22:09 -!- erichammond [~erichammo@ubuntu/member/erichammond] has quit [Ping timeout: 264 seconds]
22:12 < cclausen> Kaprenakis: go with it and see how it works
22:13 -!- pting [~pting@96-41-97-66.dhcp.mtpk.ca.charter.com] has quit [Read error: Operation timed out]
22:13 < owen1> i followed the ubuntu docs for enabling networking for vbox (sudo modprobe vboxnetflt) and now i have br0 interface. here is my ifconfig and netstat.  what is the ip and port of my guest?
22:14 < owen1> http://pastebin.com/ptdsvRE9
22:15 < cclausen> can you get to the guests console?
22:15 < cclausen> and run ifconfig there?
22:16 < owen1> cclausen: if wish i knew the port of the guest so i could ssh to it.
22:16 < owen1> can i get to the guest's console from the host and not from outside?
22:17 < cclausen> I'd say virtualbox is useless if you can't get to a VM's console
22:17 < cclausen> how do you fix network problems?
22:17 < cclausen> yeah, it probably works by default only from the host
22:18 < cclausen> you can also try looking in an arp cache for other IPs
22:18 < owen1> cclausen: it's the first time i am trying it, so i can't tell if it's possible.
22:18 < cclausen> does arp -a work on Linux systems?
22:18 < owen1> (192.168.1.1) at 00:1b:2f:fd:17:aa [ether] on br0
22:18 < owen1> maybe that's the ip?
22:19 < cclausen> maybe
22:19 < cclausen> can you ssh there?
22:19 < owen1> let me try
22:19 < cclausen> usually the .1 is the network's default gateway.  but if you don't have a router, I'm not sure how that works
22:20 < owen1> cclausen: connection refused. i tried from my laptop and from the host.

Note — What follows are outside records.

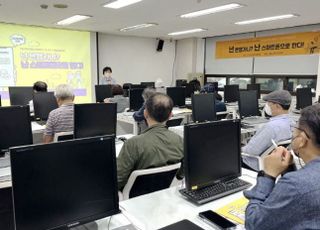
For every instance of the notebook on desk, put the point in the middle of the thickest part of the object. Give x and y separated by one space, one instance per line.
182 225
212 161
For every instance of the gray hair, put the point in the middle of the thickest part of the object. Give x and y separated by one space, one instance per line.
64 92
147 93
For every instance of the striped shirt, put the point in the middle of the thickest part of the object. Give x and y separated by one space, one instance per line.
60 120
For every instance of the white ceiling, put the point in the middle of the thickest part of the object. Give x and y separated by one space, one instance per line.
164 12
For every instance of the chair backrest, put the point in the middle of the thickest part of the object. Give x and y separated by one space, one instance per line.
174 122
63 136
146 181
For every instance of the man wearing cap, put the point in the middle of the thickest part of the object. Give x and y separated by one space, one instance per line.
278 128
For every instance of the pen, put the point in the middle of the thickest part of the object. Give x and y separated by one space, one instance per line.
274 143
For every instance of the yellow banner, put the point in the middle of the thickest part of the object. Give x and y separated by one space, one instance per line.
280 45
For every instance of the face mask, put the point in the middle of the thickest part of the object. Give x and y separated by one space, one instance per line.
267 109
108 75
294 148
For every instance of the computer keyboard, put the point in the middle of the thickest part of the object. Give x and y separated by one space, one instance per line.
254 120
215 191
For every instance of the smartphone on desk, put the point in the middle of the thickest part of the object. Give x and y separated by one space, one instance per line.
216 220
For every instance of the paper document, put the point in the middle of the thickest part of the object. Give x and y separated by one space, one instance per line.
235 210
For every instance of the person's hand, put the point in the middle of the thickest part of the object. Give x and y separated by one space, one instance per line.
277 162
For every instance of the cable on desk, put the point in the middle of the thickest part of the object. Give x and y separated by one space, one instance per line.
249 176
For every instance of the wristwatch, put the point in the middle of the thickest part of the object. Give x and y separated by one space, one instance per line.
263 174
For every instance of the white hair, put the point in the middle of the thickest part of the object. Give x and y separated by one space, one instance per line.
64 92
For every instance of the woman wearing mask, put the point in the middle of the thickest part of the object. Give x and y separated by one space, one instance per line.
107 78
278 127
294 201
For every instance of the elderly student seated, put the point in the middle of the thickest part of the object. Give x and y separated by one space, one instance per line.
293 202
278 128
60 119
156 146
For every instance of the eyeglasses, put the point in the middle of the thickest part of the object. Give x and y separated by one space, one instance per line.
293 127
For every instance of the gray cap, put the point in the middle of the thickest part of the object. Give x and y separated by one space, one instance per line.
282 97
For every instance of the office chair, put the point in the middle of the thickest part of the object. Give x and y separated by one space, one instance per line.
146 181
259 159
62 136
174 122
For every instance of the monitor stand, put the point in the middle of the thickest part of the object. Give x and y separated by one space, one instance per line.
88 226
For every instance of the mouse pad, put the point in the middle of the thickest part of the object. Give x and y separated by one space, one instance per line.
182 225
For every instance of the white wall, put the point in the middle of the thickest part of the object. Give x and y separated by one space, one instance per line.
94 63
185 57
190 58
135 59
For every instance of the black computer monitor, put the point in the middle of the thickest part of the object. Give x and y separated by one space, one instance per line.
211 152
304 98
103 92
181 82
248 103
189 89
135 99
148 84
178 95
203 107
44 103
64 184
92 120
138 86
231 93
255 87
20 95
15 127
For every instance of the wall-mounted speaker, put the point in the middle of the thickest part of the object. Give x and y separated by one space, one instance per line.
160 45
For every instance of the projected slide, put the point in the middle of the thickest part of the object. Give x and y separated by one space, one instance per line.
29 54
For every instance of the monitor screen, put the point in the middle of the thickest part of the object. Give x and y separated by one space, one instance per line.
92 120
203 107
255 87
64 184
148 84
44 103
15 127
231 93
178 95
135 99
211 152
189 90
103 92
137 86
181 82
20 95
248 103
304 98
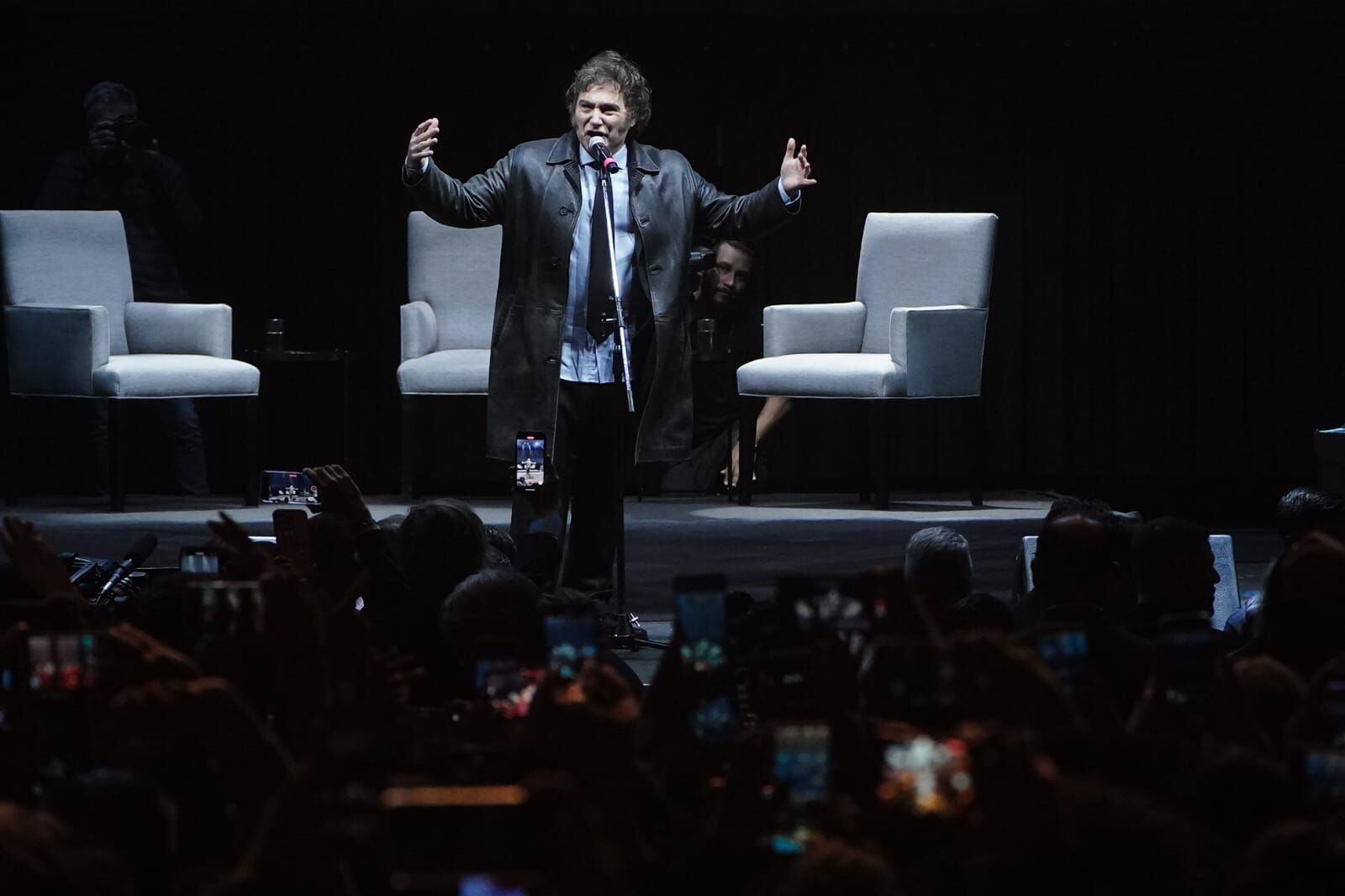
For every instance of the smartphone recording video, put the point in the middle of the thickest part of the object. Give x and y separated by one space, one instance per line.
1321 775
699 614
925 774
287 488
831 607
508 687
62 662
1064 649
530 463
198 561
229 607
293 539
1187 653
571 640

22:20 < cclausen> owen1: well, that could mean anything
22:20 < owen1> maybe i need to add a port
22:20 < cclausen> you need to get to the console on your VM and just run ifconfig to see what is going on
22:21 < owen1> cclausen: yeah. what user should i ssh with? myself?
22:21 < MTecknology> cclausen: hi :D
22:21 < MTecknology> cclausen: data collection time
22:21 < cclausen> if connection is refused, that isn't going to matter
22:22 < owen1> i'll post this in vbox forum. thank you!
22:23 < owen1> cclausen: do u use kvm for hosting websites?
22:24 < MTecknology> cclausen: May  1 22:24:22 pessum kernel: [19981.061455] [UFW BLOCK] IN=br0 OUT=br0 PHYSIN=eth0 PHYSOUT=vnet1 SRC=192.168.3.6 DST=192.168.1.5 LEN=196 TOS=0x10 PREC=0x00 TTL=63 ID=40752 DF PROTO=TCP SPT=55015 DPT=22 WINDOW=126 RES=0x00 ACK PSH URGP=0
22:26 < cclausen> owen1: I use Microsoft Hyper-V for VMs and have Windows 2k8 IIS7 and Ubuntu 8.04 apache2 VMs right now
22:27 < cclausen> MTecknology: looks like it is blocking ssh traffic?
22:28 < cclausen> MTecknology: allow all IPs to send to port 22 and allow all outbound connections to port 22
22:28 < owen1> cclausen: on the same physical box?
22:28 < cclausen> owen1: actually, yes
22:28 -!- Callum__ [~Callum@222-152-204-57.jetstream.xtra.co.nz] has quit [Quit: Leaving]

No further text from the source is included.